Here's a link to a definition of Modalism.
http://www.carm.org/heresy/modalism.htm
Modalism is probably the most common theological error concerning the nature of God. It is a denial of the Trinity which states that God is a single person who, throughout biblical history, has revealed Himself in three modes, or forms. Thus, God is a single person who first manifested himself in the mode of the Father in Old Testament times. At the incarnation, the mode was the Son. After Jesus' ascension, the mode is the Holy Spirit. These modes are consecutive and never simultaneous. In other words, the Father, the Son, and the Holy Spirit never all exist at the same time, only one after another. Modalism denies the distinctiveness of the three persons in the Trinity even though it retains the divinity of Christ.

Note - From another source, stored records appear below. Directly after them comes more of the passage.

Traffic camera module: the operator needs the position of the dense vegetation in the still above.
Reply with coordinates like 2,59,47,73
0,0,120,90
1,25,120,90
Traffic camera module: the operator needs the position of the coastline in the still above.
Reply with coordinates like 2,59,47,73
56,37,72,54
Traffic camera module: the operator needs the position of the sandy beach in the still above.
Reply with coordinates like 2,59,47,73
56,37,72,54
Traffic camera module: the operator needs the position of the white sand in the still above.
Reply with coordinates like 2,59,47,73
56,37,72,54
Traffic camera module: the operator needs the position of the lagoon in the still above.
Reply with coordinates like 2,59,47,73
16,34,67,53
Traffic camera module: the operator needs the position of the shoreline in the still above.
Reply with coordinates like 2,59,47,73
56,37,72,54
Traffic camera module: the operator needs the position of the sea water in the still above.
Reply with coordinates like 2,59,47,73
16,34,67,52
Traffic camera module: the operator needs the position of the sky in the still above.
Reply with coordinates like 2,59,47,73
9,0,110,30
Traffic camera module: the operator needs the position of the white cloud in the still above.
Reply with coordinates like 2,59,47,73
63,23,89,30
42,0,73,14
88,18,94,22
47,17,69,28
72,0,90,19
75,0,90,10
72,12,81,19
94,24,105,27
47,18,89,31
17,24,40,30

Present day groups that hold to forms of this error are the United Pentecostal and United Apostolic Churches. They deny the Trinity, teach that the name of God is Jesus, and require baptism for salvation. These modalist churches often accuse Trinitarians of teaching three gods. This is not what the Trinity is. The correct teaching of the Trinity is one God in three eternal coexistent persons: The Father, the Son, and the Holy Spirit.
_______________________________________________
The issue here is not modalism per se, in my opinion, the issue is the full deity of Christ coupled with full humanity. It is a mystery, but it is essential to orthodoxy.
If Jesus was (is) anything less than fully human, then His atonement for us is meaningless.
If Jesus was (is) anything less than fully God, then our faith is in vain.
This is what the Council of Nicea was really all about if you want to read about it historically. It's is also at the heart of what the Gnostics claimed in their heretical Gospels that are all the rage now a days. They see Jesus as more than human, but less than God.